Peter Conrad advierte en el prefacio de su obra Orson Welles. Historias de su vida (Ediciones Jaguar) que ya hay media docena de biografías publicadas sobre el cineasta norteamericano. Pero este último libro sobre la vida del polifacético director, que se publica en España con motivo del 90º aniversario de su nacimiento (el próximo 6 de mayo), apuesta por un estudio de la enigmática personalidad del mito estadounidense a través de las películas que dirigió y los personajes que interpretó.

La biografía de Conrad es una versión crítica de la vida del cineasta estadounidense donde su autor, como él mismo confiesa, ha "adoptado un método similar [al del personaje], y mi libro progresa divagando, como Welles". La obra comienza analizando los múltiples yoes de su protagonista; una exploración interna sobre el director, productor, guionista, locutor y narrador, al que el autor añade otra faceta, la de filósofo. "Era un pensador obsesionado tanto por la conjetura como por la evocación, experimentando siempre con nuevos modos de visión y de autorrepresentación", explica.

Conrad desvela que Welles era producto de su propia leyenda. Un invento de sí mismo. "A veces representaba tipos humanos eternos, como el Fausto de Marlowe, el Quijote de Cervantes o el Falstaff de Shakespeare. Sus equivalentes modernos eran leyendas inventadas por él mismo, como el Harry Lime de Graham Greene y el Kurtz de Joseph Conrad", escribe el autor, para quien todos los personajes que interpretó Welles eran extensiones de sí mismo.

Con múltiples proyectos inacabados, el director de La dama de Shanghai (1946) estuvo cerca de convertirse en un Bartleby del cine, una especie de artista que renuncia a la creación.
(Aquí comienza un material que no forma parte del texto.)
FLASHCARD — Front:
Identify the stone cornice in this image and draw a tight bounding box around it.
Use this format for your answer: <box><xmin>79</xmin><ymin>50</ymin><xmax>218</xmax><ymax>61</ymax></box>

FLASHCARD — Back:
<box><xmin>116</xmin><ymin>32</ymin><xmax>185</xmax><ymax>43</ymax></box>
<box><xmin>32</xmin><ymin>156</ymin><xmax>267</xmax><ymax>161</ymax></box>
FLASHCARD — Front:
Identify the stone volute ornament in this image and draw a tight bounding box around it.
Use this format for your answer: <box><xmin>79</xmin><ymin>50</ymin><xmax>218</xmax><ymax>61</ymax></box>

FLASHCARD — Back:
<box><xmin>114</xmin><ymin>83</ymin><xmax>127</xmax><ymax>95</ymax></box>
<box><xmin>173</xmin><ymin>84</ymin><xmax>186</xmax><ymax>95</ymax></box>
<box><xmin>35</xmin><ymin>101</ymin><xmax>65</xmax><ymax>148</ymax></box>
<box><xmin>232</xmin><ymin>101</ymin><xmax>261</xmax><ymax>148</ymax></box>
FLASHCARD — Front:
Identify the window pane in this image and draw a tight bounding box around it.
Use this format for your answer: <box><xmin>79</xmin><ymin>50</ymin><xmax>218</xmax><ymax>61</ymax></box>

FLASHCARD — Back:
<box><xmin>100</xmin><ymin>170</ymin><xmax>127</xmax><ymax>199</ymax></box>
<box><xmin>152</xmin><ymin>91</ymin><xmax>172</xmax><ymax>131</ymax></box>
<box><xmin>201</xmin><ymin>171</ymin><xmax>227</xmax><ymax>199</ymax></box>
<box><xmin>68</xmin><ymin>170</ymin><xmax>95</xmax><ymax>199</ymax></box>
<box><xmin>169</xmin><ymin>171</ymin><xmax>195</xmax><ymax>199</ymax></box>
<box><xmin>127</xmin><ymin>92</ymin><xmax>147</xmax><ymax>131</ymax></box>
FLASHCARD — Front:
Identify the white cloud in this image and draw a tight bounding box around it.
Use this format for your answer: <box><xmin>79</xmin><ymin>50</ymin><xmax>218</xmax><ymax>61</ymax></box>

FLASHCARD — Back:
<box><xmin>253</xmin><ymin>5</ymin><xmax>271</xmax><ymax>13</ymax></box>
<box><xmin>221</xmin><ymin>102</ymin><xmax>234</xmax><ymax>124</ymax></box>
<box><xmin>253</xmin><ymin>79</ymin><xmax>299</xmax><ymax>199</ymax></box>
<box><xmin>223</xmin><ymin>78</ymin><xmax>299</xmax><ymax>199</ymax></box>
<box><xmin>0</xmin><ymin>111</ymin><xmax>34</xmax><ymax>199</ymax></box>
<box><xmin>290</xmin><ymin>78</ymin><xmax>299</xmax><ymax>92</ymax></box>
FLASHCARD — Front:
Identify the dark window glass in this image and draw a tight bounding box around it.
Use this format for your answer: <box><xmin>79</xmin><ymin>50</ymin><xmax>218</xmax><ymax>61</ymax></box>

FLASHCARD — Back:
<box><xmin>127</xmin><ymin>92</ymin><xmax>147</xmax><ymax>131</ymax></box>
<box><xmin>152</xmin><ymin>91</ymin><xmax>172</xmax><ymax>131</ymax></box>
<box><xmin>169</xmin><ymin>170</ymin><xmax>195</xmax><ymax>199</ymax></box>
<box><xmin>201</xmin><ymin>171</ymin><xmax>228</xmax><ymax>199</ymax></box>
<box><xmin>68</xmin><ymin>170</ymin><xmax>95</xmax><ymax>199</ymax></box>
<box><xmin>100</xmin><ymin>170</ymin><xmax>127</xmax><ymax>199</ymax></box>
El autor escribe que Welles, "con aire de superioridad, admitía su propio carácter fraudulento y lo ilusorio de todo arte". A menudo, los trabajos que lograba concluir eran retocados por los productores y montadores.
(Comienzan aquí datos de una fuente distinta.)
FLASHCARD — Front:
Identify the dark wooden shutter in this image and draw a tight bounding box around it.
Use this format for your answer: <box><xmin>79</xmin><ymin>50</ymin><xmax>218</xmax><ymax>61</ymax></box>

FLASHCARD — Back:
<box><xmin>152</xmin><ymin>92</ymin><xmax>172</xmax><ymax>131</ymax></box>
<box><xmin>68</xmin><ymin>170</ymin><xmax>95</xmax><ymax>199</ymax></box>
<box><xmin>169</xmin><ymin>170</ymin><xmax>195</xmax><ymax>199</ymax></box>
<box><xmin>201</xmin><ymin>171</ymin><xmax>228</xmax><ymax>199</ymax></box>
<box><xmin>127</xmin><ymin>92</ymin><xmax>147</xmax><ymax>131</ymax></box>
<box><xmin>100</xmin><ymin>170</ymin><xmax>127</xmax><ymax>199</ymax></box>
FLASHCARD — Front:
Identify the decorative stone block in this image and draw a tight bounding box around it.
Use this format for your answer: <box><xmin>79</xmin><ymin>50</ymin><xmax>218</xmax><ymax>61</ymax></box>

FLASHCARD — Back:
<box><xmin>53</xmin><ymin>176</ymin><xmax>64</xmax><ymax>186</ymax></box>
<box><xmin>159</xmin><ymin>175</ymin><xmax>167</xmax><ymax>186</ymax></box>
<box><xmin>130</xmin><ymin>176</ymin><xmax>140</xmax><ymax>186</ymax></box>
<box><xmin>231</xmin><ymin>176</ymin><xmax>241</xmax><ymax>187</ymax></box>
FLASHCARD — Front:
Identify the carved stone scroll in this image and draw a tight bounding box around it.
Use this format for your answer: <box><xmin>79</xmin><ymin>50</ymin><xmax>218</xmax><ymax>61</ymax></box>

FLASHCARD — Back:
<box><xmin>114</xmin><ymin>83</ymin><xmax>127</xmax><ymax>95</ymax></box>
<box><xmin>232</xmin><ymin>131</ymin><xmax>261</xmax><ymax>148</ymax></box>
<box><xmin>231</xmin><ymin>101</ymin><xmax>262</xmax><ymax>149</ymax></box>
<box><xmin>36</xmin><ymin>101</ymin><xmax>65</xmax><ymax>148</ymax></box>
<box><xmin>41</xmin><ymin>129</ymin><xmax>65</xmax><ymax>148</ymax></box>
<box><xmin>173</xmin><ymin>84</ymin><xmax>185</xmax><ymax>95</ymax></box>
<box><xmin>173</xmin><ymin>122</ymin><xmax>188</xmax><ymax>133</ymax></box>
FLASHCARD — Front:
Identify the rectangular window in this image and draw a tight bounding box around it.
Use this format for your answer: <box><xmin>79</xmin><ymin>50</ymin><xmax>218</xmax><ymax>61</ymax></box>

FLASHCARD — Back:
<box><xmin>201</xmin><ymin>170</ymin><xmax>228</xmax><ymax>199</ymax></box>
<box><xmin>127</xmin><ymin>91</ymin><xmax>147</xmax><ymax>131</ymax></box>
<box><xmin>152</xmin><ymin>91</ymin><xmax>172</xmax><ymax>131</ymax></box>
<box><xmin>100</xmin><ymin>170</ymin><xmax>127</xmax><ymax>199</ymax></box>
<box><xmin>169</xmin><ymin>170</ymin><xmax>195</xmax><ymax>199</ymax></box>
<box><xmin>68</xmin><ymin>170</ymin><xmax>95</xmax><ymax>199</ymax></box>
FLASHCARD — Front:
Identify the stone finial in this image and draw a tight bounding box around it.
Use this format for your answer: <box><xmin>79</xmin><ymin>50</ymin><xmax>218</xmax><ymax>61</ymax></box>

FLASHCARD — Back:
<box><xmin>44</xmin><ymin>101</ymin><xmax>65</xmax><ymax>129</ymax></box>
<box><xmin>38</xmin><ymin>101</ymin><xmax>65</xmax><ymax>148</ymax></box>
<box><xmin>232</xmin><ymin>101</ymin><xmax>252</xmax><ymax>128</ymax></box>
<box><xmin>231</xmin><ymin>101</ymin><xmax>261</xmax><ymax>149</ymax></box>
Pero, ¿qué hizo que el niño prodigio que revolucionó el cine terminara como figura para comerciales publicitarios? La respuesta para Conrad está otra vez entre los personajes que Welles interpretó. "¿Era el rey Lear, depuesto y privado del poder, o era Falstaff, que se conforma con la autocompasión?", pregunta, para llegar a la conclusión de que el director de Ciudadano Kane (1940) se enfrentó a un final "tragicómico y humillante" con inteligencia: "Llegó a sospechar que el payaso podía ser un personaje más sabio, mejor, más cariñoso y admirable que el rey salvajemente furioso", escribe el autor, que explica que las historias que Welles contaba o interpretaba son fábulas sobre el poder, sobre su adquisición, su abuso embriagador y su pérdida.

Orson Welles murió el 10 de octubre de 1985. Sus cenizas están enterradas en una hacienda en Ronda, en la provincia de Málaga.

* Este artículo apareció en la edición impresa del jueves, 14 de abril de 2005.